Those with open hearts stay young forever.
This is not something that should be taken lightly. The spiritual heart, when wide open, represents a fountain of youth and a force that helps us resist environmental insults, infections and disease. These past few days though I have been hearing rumors from a New Age friend that implied that enlightened people are not at risk from radiation contamination! It is being said that somehow the nuclear particles will pass elevated humans right by or that their bodies will know how to expel them. So I wrote this essay to discuss this possibility, which in part I think is quite ridiculous, for how do we or how does anyone judge a person’s state of enlightenment?
But it is different with the heart. We can see and feel the heart shining from people’s hearts and it is written as well on their faces. The heart represents our basic capacity to care and feel. Inside the purified and free heart is a flow, a river, a current, a passion for life and a healing power with which no medical treatment can compete. The greatest protector of health is the human heart. The heart is the vulnerability of being meaning when we are born we are pure and perfectly vulnerable.
Love is the most cost-effective medical insurance policy and the cheapest medicine there is. – Dr. Brenda Schaeffer
Yet we now live in a poisoned world; thus detoxification, chelation and mineralization are essential aspects of self-love.
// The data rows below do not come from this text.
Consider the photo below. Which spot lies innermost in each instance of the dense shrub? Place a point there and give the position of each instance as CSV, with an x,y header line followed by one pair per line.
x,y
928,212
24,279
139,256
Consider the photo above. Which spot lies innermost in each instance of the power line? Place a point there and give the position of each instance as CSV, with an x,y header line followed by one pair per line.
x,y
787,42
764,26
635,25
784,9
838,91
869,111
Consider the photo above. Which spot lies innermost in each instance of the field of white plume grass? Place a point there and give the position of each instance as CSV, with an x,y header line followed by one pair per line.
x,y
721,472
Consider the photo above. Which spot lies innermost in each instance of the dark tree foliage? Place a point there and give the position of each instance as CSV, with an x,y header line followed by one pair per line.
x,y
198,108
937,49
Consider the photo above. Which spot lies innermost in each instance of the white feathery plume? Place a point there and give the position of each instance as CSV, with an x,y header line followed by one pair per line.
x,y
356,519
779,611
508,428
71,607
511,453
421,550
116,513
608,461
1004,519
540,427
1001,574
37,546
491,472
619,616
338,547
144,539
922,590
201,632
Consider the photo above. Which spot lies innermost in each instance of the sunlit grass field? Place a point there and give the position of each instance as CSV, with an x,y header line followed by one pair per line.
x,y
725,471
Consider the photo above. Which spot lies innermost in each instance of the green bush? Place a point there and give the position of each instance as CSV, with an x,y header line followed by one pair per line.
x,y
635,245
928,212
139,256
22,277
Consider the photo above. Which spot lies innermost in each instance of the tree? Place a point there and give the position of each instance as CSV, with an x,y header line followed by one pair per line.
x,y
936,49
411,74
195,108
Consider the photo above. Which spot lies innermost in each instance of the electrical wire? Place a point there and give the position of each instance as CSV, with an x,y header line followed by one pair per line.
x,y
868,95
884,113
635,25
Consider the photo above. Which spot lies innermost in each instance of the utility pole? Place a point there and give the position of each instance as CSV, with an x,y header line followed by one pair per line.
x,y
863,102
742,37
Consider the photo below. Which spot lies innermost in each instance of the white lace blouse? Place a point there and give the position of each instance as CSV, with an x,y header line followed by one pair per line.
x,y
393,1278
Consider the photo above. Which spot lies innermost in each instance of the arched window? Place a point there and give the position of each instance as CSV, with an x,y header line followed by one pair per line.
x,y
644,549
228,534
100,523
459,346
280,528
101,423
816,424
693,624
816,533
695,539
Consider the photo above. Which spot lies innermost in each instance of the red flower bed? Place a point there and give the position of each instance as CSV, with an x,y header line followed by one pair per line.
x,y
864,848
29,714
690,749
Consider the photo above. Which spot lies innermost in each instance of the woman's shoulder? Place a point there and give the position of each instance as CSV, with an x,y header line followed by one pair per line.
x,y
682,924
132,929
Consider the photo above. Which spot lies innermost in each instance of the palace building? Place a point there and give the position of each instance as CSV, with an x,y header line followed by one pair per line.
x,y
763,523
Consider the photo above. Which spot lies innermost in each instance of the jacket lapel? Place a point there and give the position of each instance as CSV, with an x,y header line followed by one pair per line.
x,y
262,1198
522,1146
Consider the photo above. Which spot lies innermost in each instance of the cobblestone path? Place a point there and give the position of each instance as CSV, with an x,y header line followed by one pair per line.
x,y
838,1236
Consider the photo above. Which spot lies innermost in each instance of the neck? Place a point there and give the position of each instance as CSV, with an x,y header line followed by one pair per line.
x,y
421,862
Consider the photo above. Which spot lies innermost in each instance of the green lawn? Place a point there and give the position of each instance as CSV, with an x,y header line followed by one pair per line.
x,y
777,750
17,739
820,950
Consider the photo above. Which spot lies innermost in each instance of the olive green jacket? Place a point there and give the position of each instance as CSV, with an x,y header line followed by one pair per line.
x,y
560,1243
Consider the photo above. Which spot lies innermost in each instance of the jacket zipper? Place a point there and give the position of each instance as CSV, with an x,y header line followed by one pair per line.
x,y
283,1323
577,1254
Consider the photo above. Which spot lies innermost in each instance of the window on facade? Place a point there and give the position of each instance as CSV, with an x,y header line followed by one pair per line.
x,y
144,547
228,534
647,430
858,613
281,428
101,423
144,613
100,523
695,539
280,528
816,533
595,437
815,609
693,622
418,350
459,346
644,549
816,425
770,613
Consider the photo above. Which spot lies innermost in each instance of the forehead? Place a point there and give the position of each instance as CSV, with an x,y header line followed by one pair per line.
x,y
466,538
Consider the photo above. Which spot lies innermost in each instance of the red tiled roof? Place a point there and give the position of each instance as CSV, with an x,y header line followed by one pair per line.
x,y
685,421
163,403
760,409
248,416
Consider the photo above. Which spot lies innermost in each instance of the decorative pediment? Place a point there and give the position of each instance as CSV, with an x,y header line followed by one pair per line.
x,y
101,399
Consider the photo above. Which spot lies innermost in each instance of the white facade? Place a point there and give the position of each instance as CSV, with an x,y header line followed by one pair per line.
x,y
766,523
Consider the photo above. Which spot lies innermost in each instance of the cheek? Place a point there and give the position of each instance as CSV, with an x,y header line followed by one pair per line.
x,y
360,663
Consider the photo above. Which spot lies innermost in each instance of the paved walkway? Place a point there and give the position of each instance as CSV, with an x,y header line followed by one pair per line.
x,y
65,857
Detoxification, chelation and medicine in general represent certain principles important for health and healing. Proper nutrition, exercise, supplementation with vitamins and minerals, cleaning and healing of the GI track, detoxification through the skin, appropriate usage of drugs or herbs, and a host of treatments like acupuncture, spinal manipulations, colonics, massage and many other modalities too numerous to mention, fill up the pallet of most alternative healthcare practitioners.
But there is an ingredient to health and healing that has been overlooked or at least not well-addressed by these practitioners. This factor is love and it is very important in immune system function.[1] Dr. Norman Shealy and Dr. Caroline Myss both clearly believe that love of others and being loved are key factors in improving the immune system, adding to life expectancy and creating overall happiness. What does love have to do with stress-free living? “Everything!” says Dr. Brenda Schaeffer.
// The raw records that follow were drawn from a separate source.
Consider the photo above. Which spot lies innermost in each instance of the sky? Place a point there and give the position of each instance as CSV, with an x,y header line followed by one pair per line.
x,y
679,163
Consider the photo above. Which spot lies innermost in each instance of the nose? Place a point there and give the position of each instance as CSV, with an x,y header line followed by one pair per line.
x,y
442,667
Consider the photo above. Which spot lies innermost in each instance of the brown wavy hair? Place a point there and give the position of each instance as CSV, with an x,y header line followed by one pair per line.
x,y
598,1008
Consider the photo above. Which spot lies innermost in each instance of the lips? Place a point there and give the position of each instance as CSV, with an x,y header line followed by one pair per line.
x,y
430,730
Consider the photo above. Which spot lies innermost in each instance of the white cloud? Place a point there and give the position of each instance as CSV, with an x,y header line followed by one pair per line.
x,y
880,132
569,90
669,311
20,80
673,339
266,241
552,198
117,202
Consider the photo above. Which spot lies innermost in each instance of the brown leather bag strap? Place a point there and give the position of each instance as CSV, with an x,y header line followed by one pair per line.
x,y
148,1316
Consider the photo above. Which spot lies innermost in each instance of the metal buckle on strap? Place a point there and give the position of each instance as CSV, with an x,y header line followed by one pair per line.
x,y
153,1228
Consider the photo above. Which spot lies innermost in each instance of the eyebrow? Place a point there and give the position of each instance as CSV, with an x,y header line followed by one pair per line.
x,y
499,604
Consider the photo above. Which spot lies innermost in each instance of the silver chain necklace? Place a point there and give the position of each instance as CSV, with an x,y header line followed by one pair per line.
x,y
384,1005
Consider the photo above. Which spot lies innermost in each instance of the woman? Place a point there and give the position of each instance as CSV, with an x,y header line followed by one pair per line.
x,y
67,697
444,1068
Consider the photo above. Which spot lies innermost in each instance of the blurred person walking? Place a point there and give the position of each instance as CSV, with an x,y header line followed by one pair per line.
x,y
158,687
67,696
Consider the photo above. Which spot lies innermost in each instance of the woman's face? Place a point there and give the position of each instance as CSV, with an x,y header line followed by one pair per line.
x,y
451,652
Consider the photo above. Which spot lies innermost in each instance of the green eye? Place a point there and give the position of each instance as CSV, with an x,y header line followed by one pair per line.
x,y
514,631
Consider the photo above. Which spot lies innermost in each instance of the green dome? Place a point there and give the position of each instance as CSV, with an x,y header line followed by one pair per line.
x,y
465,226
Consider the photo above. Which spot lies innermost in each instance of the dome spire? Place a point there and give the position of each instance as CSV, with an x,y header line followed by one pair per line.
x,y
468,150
Unconditional love is your immune system’s most powerful stimulant. – Dr. Bernie Siegel
Dr. Clancy D. McKenzie of Capital University [2]says, “Even though most of us do not see this love energy readily, this does not mean it does not exist or does not have great impact. Take for example a person who eats nothing but junk food, smokes, doesn’t exercise, drinks beer and sports a potbelly. Let him fall in love, and suddenly he has as much energy as a person who lives on energy food and exercises daily. Suddenly he can work day and night. What is the mechanism for this enormous flow of energy and where does it come from? How can we harness it and use it at will? These questions are especially important in the health fields, because this energy might also be the healing energy, or the life force itself.” Mckenzie goes on to say, “Enhancing the love energy of the patient is an effective way to increase the healing process. This holds true for both psychological and physical healing: Enhancement of love energy should be a part of every physical remedy, because it is a vital ingredient to healing.”
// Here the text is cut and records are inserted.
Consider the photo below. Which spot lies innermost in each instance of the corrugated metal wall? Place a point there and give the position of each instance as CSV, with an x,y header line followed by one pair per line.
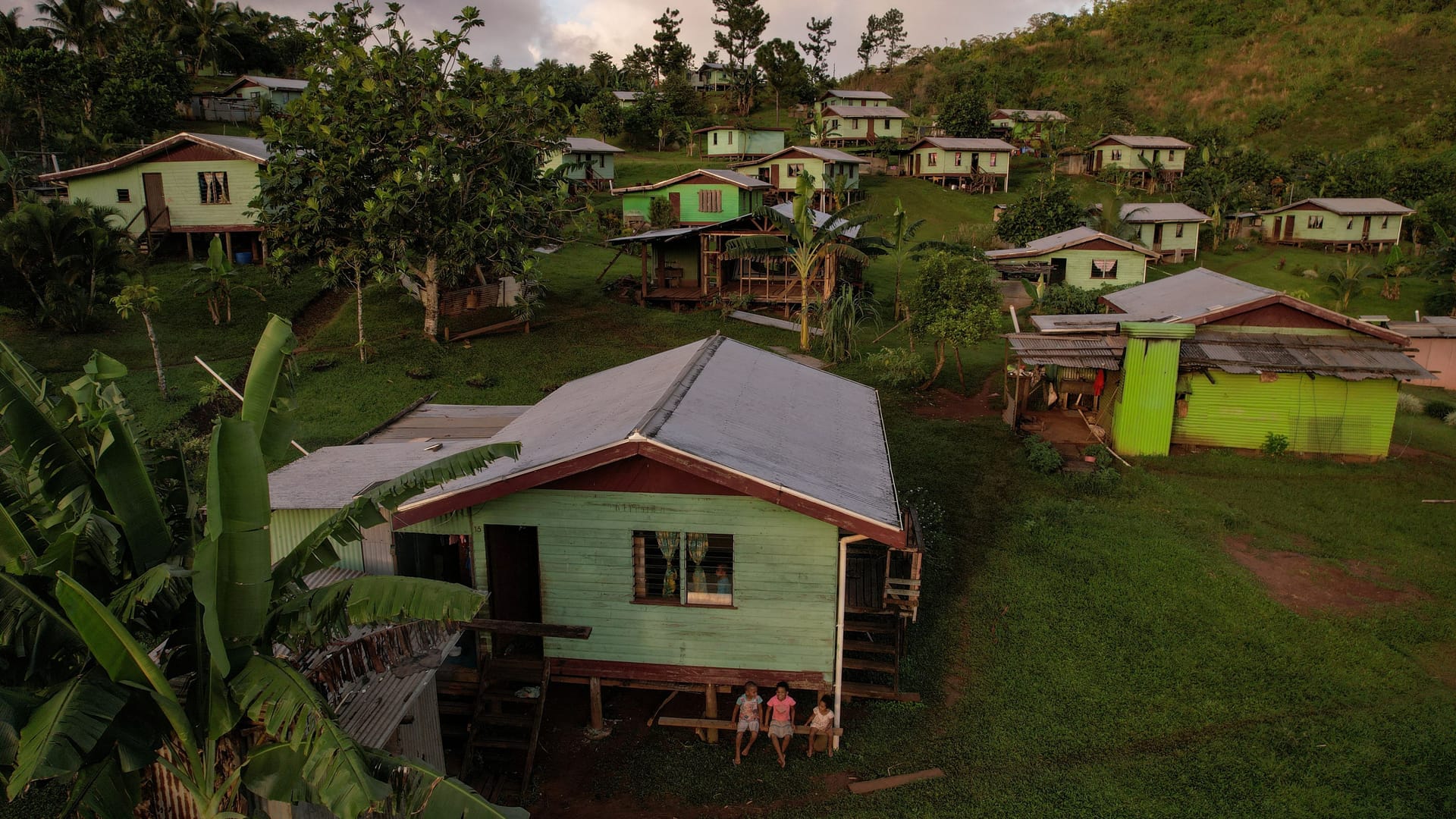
x,y
290,526
1142,422
1316,414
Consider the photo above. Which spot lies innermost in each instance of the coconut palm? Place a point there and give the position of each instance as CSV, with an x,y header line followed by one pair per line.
x,y
104,550
804,242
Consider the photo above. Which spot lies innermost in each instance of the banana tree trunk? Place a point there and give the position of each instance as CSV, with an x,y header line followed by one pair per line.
x,y
156,354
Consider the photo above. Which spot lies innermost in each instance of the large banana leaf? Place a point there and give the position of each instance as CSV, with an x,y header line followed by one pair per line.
x,y
425,793
273,419
232,575
319,615
344,526
64,729
312,745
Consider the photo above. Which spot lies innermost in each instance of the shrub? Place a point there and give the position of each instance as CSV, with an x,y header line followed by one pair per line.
x,y
1439,409
1274,445
1408,404
1041,457
896,366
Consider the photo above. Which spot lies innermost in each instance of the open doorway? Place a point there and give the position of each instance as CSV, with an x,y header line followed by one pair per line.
x,y
513,560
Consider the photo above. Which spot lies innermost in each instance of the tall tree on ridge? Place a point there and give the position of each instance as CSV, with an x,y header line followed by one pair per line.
x,y
743,24
819,47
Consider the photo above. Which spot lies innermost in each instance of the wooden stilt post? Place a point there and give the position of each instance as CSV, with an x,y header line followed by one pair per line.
x,y
596,703
711,710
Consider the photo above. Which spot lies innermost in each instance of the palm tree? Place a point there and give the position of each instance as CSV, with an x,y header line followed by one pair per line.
x,y
77,24
900,245
805,242
107,550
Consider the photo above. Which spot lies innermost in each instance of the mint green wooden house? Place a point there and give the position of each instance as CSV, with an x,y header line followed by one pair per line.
x,y
740,142
1081,257
685,510
698,197
187,186
1343,223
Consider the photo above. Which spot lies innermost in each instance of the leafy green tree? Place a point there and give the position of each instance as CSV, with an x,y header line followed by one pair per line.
x,y
419,156
101,708
819,49
1047,209
954,302
145,300
805,243
670,55
783,72
743,24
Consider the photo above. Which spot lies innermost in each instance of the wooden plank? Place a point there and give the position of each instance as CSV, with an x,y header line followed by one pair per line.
x,y
870,786
724,725
530,629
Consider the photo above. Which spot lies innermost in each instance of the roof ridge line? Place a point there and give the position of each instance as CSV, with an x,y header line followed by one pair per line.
x,y
673,395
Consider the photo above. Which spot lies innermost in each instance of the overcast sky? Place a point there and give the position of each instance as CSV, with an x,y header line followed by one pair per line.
x,y
526,31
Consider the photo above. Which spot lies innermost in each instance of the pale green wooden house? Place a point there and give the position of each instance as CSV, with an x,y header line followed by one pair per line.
x,y
1081,257
1169,229
1166,156
1206,360
698,197
1345,223
962,164
184,186
740,142
585,162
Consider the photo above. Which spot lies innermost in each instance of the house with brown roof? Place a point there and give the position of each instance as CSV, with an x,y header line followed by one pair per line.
x,y
1171,229
982,167
1165,156
1346,223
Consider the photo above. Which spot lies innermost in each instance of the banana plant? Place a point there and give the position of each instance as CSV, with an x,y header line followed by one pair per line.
x,y
105,556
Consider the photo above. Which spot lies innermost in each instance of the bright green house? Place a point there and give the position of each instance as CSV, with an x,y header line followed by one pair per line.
x,y
1081,257
783,169
740,142
1204,360
1345,223
698,197
1171,229
682,509
1166,156
585,162
187,184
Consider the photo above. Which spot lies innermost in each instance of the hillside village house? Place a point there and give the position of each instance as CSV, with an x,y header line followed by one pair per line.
x,y
686,265
1171,229
783,169
587,164
740,142
1141,156
1201,359
187,184
658,513
1081,257
698,197
1346,223
982,167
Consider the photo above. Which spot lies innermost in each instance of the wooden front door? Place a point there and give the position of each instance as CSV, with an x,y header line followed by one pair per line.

Why is it there is always some lucky soul who doesn’t get sick when the flu is going around the office? Or why, when chicken pox is sending all the kids home from school, are there a few who remain untouched? – Dr. Carrie Angus
Our feelings are actually more important than our thoughts because they represent the sum total of all our individual perceptions. The heart mixes up all the signals in the brain into one feeling that we largely experience and identify as “me.” Feelings and emotions add weight to our perceptions; they give significance to events.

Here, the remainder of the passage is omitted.